ASCI Presents: A Lived Experience Story ft. Gabrielle King
Each month A Second Chance, Inc. tries to share the voices of our kinship families through Q&A style discussions. We are an agency who strives to provide a safe, secure and nurturing environment to children in the care of relatives or close family friends—formally called kinship care. Our goal is to truly understand our kinship families by listening to the irreplaceable insights that the lived experience of caregivers, birth parents, and children can offer to make the narrative authentic, and programming more meaningful. This month we had the pleasure of speaking with a former child in care, Gabrielle King.
Can you speak about your experience in foster care and kinship care and how they may have differed?
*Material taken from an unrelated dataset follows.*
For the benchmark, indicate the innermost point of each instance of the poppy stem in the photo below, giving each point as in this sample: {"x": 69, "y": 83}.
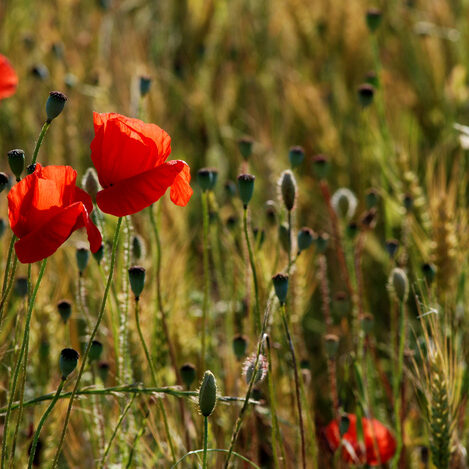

I have been through so many systems, I honestly don’t remember. I have been in care from 11 years old until 18. There was definitely a difference [between traditional foster care and kinship care]. I was more comfortable with my sister, we bonded differently. In a foster home it was a lot harder. When I stayed in a foster home, we weren’t allowed to shower etc. We were treated very differently. It was a very controlled environment.
Have you kept in contact with your foster parents, kinship caregiver, or case relative workers?
My sister and my brother both had guardianship. I moved to Florida for sometime and now I am back in Pittsburgh with my brother. Recently, I have tried reconnecting with my caseworker from ASCI. She was one of my favorites during my time in kinship care.
What do you consider to be some of your greatest accomplishments thus far? Also, what has been your motivation?
Putting myself through school [is one of my greatest accomplishments]. [Another accomplishment I commend myself on is quitting the habit of] smoking cigarettes. I feel very healthy. [My motivation has been] wanting to be successful.
What are you working towards next?
[I am working on] getting my state boards to [becoming an] esthetician. [I am] trying to move back to Florida or somewhere else [to have new beginning]. [Living in Pittsburgh has been tough because] all of my trauma happened in this city, and it is very triggering.
Given where you are today, if you could give advice to your 11-year-old self, what would you say?
Don’t sweat the small stuff. Life goes on. Think about the bigger picture. There is more to life. Treat people as experiences and appreciate them while they are there.